Teens Raising Awareness Of Tobacco Marketing Practices

Atlanta, March 3, 2017 – The Georgia Department of Public Health (DPH) partnered with The Center for Pan Asian Community Services (CPACS) and Georgia Team Empowerment (GATE) to conduct an assessment of geographical zip codes representing immigrant and refugee communities as part of a pilot project. This assessment explores the point-of-sale (POS) on various tobacco products and its accessibility to the young population in order to understand what messages about retail availability should be presented to the communities of focus in a culturally and linguistically appropriate way.

Three communities (Doraville, Chamblee, and Clarkston) located in DeKalb County were chosen for the pilot. During the months of November and December 2016, GATE youths conducted the Standardized Tobacco Assessment for Retail Settings (STARS) survey with 54 tobacco retailers with only 33 retailers agreeing to participate. Convenience stores/gas stations and grocery stores were the go-to place for smokers to purchase tobacco products. 91% of observed retailers did not display any graphic health warning signs. 82% of tobacco retailers sold cigarillos with 67% carrying different flavored products. Of particular concern the option of flavored cigarillos makes the product become much more attractive to the young population.

There was a high percentage of stores that had outdoor advertising. 24% of retailers placed products near toys and candy, and about 40% offered price promotions (i.e. multi-pack discounts or $1 off promotions). Further, the number of retail outlets in the City of Clarkston was particularly dense.

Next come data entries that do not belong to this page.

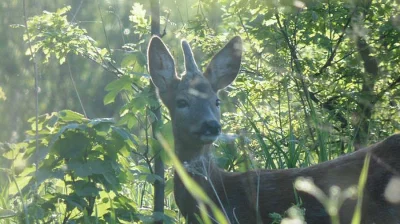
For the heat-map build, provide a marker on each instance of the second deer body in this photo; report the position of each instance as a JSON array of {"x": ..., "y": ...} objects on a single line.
[{"x": 251, "y": 196}]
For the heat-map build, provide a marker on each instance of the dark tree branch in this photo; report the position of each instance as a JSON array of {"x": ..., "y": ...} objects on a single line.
[
  {"x": 333, "y": 53},
  {"x": 158, "y": 163}
]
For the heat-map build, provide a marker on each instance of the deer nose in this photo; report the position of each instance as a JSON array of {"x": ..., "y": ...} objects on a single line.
[{"x": 211, "y": 127}]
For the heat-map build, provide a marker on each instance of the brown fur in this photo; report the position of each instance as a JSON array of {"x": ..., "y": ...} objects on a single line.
[{"x": 237, "y": 194}]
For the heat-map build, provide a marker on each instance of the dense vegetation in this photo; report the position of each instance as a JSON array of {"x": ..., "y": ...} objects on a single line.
[{"x": 318, "y": 79}]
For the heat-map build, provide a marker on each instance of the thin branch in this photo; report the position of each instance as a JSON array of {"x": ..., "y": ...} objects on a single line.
[
  {"x": 333, "y": 54},
  {"x": 36, "y": 102}
]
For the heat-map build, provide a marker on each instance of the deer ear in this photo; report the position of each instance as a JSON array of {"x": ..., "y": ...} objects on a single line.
[
  {"x": 225, "y": 65},
  {"x": 161, "y": 64}
]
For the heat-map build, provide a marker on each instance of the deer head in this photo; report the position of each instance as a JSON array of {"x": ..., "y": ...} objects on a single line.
[{"x": 192, "y": 98}]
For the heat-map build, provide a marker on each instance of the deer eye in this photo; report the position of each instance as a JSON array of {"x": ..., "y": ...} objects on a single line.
[
  {"x": 218, "y": 103},
  {"x": 182, "y": 103}
]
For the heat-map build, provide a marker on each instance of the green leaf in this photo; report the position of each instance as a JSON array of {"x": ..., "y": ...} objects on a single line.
[
  {"x": 6, "y": 213},
  {"x": 110, "y": 97},
  {"x": 69, "y": 115}
]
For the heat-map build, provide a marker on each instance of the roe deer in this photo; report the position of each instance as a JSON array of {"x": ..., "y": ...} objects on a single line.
[{"x": 251, "y": 196}]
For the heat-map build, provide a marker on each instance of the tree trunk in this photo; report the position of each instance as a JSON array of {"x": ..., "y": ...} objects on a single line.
[{"x": 158, "y": 163}]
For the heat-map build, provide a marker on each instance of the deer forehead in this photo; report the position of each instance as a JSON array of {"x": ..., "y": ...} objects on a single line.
[{"x": 195, "y": 86}]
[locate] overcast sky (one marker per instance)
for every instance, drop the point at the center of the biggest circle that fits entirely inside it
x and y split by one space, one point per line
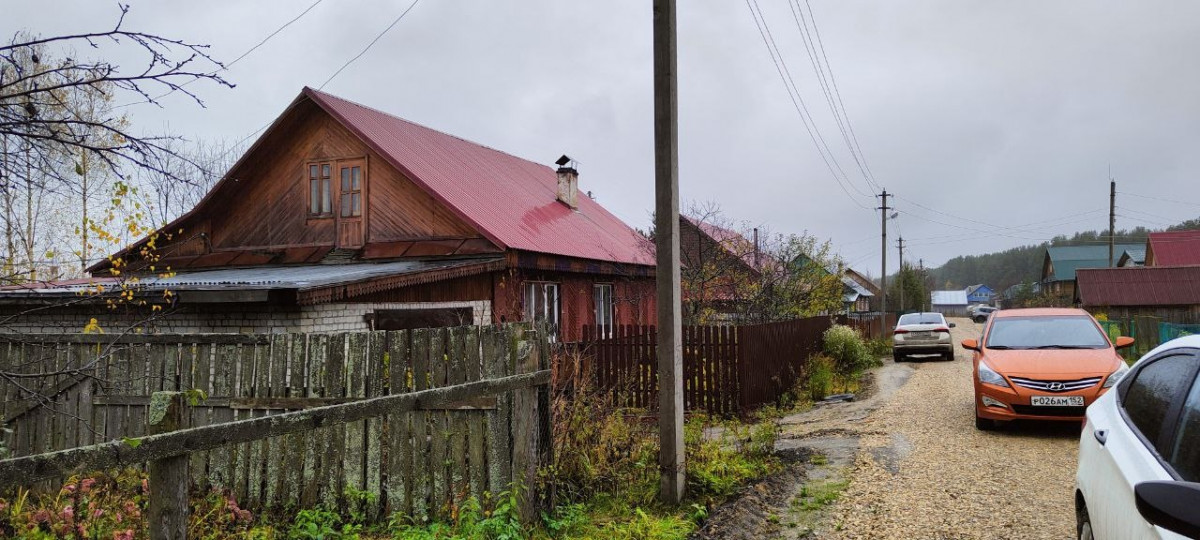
1002 113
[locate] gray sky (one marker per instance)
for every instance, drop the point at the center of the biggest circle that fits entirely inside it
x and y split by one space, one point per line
1003 113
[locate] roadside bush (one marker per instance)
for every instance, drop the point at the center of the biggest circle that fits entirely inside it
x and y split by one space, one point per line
847 349
820 381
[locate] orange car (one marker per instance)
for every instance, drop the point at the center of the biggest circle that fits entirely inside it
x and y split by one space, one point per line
1042 364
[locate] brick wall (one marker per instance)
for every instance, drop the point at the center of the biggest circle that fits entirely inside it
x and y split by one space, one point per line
223 319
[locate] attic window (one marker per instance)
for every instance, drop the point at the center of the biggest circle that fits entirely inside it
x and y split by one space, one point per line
321 197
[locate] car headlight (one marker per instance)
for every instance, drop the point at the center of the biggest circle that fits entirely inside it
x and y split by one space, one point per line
987 375
1115 377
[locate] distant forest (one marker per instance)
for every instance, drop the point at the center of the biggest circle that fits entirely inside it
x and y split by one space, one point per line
1024 264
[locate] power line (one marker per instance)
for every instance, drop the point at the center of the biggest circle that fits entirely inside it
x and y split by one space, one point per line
1159 198
411 6
227 66
797 101
833 79
819 69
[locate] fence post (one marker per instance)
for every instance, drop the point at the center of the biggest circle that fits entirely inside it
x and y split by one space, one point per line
525 429
168 477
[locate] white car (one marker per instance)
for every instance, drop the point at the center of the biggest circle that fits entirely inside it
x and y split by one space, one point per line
1139 453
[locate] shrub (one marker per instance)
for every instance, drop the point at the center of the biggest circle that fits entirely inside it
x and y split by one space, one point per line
847 349
820 381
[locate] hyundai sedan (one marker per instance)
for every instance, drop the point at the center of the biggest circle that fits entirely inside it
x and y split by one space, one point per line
1042 364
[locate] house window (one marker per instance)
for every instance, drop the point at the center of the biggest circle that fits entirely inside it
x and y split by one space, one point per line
352 191
604 309
321 197
541 303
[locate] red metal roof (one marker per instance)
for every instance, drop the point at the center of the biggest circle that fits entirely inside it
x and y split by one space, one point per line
1175 247
509 199
1139 286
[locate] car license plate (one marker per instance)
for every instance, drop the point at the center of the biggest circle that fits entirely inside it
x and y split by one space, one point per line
1056 401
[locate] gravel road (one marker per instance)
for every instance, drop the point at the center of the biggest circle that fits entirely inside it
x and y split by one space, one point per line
924 472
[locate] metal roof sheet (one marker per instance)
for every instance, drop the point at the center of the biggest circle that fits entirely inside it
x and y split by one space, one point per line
509 199
1175 247
1139 286
948 298
1067 259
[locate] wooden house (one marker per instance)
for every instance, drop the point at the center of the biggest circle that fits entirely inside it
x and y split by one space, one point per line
345 217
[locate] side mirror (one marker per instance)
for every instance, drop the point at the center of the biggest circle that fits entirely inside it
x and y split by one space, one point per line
1170 505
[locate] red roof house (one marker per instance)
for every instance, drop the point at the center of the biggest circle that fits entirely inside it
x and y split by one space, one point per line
343 217
1138 287
1173 249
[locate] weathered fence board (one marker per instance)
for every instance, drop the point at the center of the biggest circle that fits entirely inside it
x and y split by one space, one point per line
419 461
726 370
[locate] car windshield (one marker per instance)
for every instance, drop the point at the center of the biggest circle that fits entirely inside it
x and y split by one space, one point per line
1045 333
921 318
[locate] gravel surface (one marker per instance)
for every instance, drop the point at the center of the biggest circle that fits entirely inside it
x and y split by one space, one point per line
924 472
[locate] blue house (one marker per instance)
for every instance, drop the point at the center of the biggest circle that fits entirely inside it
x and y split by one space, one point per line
981 294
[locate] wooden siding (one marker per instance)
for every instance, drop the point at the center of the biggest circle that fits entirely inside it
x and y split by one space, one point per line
633 297
265 207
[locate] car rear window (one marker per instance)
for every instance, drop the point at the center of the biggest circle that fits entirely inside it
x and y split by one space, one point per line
1147 400
921 318
1185 450
1045 333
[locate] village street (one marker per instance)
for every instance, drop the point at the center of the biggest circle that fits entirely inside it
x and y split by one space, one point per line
924 472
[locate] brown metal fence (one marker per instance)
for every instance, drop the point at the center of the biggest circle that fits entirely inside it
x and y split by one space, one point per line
727 370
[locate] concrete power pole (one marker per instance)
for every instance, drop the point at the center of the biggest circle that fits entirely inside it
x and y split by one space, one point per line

CPACS and GATE recommends that collected data be shared at the local and state level to reflect issues with point of sale marketing (i.e. signage and health warnings) and product placement. In addition, tobacco outlet density limitation should be implemented in order to avoid over-saturation of communities as is seen in the City of Clarkston. This will help decrease the likelihood that youths will be able to access tobacco products. Other recommendations include restricting retailers from operating within a certain distance to other retailers, and restricting retailers in certain locations such as residential and near school grounds and parks.